The Complexity of Making the Gradient Small in Stochastic Convex Optimization

Abstract: We give nearly matching upper and lower bounds on the oracle complexity of finding $\epsilon$-stationary points in stochastic convex optimization. We jointly analyze the oracle complexity in both the local stochastic oracle model and the global oracle (or, statistical learning) model. This allows us to decompose the complexity of finding near-stationary points into optimization complexity and sample complexity, and reveals some surprising differences between the complexity of stochastic optimization versus learning. Notably, we show that in the global oracle / statistical learning model, only logarithmic dependence on smoothness is required to find a near-stationary point, whereas polynomial dependence on smoothness is necessary in the local stochastic oracle model. In other words, the separation in complexity between the two models can be exponential, and that the folklore understanding that smoothness is required to find stationary points is only weakly true for statistical learning.

This is joint work with Dylan J. Foster, Ohad Shamir, Nathan Srebro, Karthik Sridharan, Blake Woodworth and was presented at COLT 2019.  

Bio: Ayush is a Ph.D. student in the Computer Science department at Cornell University, advised by Prof. Karthik Sridharan and Prof. Robert D. Kleinberg.
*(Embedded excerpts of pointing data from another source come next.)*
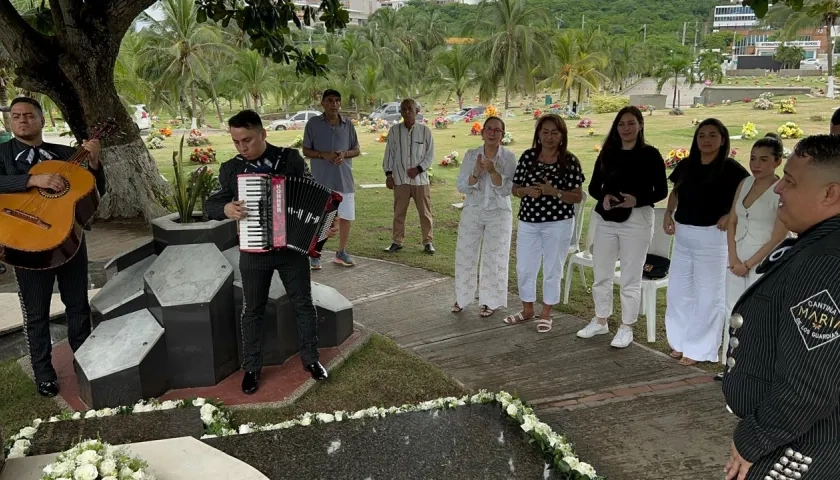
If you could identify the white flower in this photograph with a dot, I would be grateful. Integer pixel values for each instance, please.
(88, 457)
(107, 468)
(325, 417)
(86, 472)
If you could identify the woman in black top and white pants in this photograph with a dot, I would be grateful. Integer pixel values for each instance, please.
(698, 212)
(548, 179)
(628, 179)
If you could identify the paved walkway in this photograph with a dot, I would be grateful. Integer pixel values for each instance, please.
(632, 413)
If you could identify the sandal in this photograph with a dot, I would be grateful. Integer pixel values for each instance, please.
(687, 362)
(516, 318)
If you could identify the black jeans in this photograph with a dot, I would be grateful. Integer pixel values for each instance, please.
(36, 288)
(257, 270)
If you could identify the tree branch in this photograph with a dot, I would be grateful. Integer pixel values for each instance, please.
(121, 13)
(22, 42)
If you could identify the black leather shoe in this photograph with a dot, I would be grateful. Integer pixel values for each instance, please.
(48, 389)
(251, 382)
(394, 248)
(317, 370)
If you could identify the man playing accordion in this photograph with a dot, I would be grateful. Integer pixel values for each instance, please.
(256, 155)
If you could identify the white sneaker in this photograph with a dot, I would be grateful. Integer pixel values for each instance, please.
(594, 328)
(623, 337)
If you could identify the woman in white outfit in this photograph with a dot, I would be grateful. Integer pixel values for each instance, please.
(754, 227)
(486, 222)
(628, 179)
(698, 214)
(548, 179)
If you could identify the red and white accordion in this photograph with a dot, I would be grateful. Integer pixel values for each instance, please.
(285, 212)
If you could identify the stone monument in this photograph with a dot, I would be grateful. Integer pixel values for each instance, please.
(168, 316)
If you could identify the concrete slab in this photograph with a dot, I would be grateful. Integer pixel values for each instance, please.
(182, 458)
(11, 318)
(679, 434)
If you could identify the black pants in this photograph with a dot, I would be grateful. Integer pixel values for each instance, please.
(257, 270)
(36, 288)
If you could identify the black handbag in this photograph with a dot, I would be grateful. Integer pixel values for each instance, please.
(656, 267)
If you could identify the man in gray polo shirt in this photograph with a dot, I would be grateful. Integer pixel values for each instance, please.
(330, 141)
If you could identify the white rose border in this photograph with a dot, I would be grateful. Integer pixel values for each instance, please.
(216, 419)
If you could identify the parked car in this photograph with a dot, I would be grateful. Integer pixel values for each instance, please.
(141, 117)
(460, 115)
(297, 121)
(390, 112)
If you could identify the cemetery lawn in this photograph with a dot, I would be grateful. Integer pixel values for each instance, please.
(371, 231)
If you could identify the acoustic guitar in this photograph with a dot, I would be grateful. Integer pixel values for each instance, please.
(42, 228)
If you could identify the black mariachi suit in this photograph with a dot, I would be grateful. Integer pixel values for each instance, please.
(258, 268)
(783, 372)
(36, 286)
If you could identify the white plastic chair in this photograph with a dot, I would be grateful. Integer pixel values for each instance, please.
(661, 245)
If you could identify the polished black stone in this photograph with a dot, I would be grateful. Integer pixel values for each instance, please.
(120, 429)
(469, 442)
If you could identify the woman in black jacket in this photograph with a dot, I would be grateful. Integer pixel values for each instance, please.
(628, 179)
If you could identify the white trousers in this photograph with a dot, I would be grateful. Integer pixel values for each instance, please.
(735, 285)
(545, 243)
(627, 242)
(483, 239)
(697, 292)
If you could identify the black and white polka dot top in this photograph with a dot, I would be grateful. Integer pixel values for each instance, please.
(530, 171)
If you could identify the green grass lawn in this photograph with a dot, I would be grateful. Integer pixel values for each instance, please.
(372, 229)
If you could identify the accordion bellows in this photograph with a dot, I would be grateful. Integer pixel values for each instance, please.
(285, 212)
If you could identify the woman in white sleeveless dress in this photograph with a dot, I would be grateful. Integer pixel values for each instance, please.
(754, 227)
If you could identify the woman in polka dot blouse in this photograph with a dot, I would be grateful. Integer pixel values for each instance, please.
(548, 179)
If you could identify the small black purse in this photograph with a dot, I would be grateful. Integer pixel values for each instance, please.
(656, 267)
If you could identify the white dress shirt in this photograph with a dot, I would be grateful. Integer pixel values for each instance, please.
(484, 194)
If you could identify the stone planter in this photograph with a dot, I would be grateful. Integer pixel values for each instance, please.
(168, 231)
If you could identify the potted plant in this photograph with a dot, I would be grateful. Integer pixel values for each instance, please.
(188, 224)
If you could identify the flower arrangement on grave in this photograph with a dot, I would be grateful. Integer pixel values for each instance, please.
(203, 156)
(748, 131)
(675, 156)
(790, 130)
(197, 139)
(788, 106)
(450, 159)
(96, 460)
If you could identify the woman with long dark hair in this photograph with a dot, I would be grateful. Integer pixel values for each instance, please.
(754, 227)
(486, 222)
(698, 214)
(548, 179)
(628, 179)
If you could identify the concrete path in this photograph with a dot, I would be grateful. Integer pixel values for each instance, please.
(632, 413)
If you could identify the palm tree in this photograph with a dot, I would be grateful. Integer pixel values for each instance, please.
(514, 47)
(821, 14)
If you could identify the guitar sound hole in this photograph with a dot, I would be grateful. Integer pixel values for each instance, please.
(50, 193)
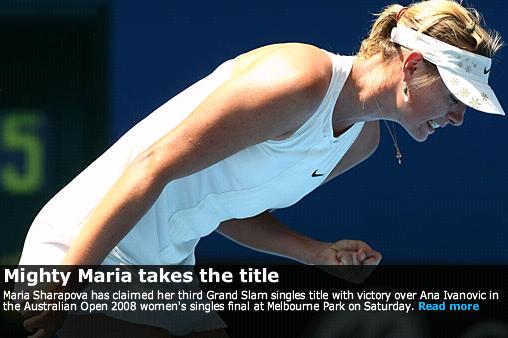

His research interests span across the interplay between machine learning, optimization and theoretical computer science. Before coming to Cornell, Ayush spent a year at Google as a part of the Brain residency program. Before Google, Ayush completed his undergraduate studies from Indian Institute of Technology (IIT) Kanpur, where he was awarded President's Gold Medal for the best academic performance in the graduating class.